* [PATCH] nvme-pci: place chain addresses in iod
@ 2022-12-20 18:21 Keith Busch
2022-12-21 8:16 ` Christoph Hellwig
0 siblings, 1 reply; 3+ messages in thread
From: Keith Busch @ 2022-12-20 18:21 UTC (permalink / raw)
To: linux-nvme, hch; +Cc: sagi, Keith Busch
From: Keith Busch <kbusch@kernel.org>
The iod space is appended at the end of the preallocate 'struct
request', and padded to the cache line size. This leaves some free
memory (in most kernel configs) up for grabs.
Instead of appending the prp list chaining addresses after the
scatterlist, inline these in the struct nvme_iod. This leaves room for
one more scatterlist element in the mempool for a nice even number: 128.
And without increasing the size of the preallocated requests, we can
hold up to 5 chaining elements, allowing the driver to increase its max
transfer size to 8MB.
Signed-off-by: Keith Busch <kbusch@kernel.org>
---
drivers/nvme/host/pci.c | 44 ++++++++++++-----------------------------
1 file changed, 13 insertions(+), 31 deletions(-)
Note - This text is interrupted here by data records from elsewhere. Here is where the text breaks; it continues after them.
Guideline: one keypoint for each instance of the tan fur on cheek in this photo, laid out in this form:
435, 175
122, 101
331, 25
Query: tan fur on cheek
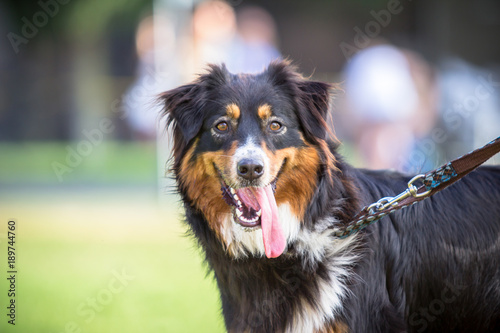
298, 179
201, 181
233, 111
diff --git a/drivers/nvme/host/pci.c b/drivers/nvme/host/pci.c
index 578f384025440..01ec07e04e2c0 100644
--- a/drivers/nvme/host/pci.c
+++ b/drivers/nvme/host/pci.c
@@ -42,8 +42,9 @@
* These can be higher, but we need to ensure that any command doesn't
* require an sg allocation that needs more than a page of data.
*/
-#define NVME_MAX_KB_SZ 4096
-#define NVME_MAX_SEGS 127
+#define NVME_MAX_KB_SZ 8192
+#define NVME_MAX_SEGS 128
+#define NVME_MAX_CHAINS 5
static int use_threaded_interrupts;
module_param(use_threaded_interrupts, int, 0444);
@@ -232,6 +233,7 @@ struct nvme_iod {
dma_addr_t first_dma;
dma_addr_t meta_dma;
struct sg_table sgt;
+ void *list[NVME_MAX_CHAINS];
};
static inline unsigned int nvme_dbbuf_size(struct nvme_dev *dev)
@@ -385,16 +387,6 @@ static int nvme_pci_npages_prp(void)
return DIV_ROUND_UP(8 * nprps, NVME_CTRL_PAGE_SIZE - 8);
}
-/*
- * Calculates the number of pages needed for the SGL segments. For example a 4k
- * page can accommodate 256 SGL descriptors.
- */
-static int nvme_pci_npages_sgl(void)
-{
- return DIV_ROUND_UP(NVME_MAX_SEGS * sizeof(struct nvme_sgl_desc),
- NVME_CTRL_PAGE_SIZE);
-}
-
static int nvme_admin_init_hctx(struct blk_mq_hw_ctx *hctx, void *data,
unsigned int hctx_idx)
{
@@ -508,12 +500,6 @@ static void nvme_commit_rqs(struct blk_mq_hw_ctx *hctx)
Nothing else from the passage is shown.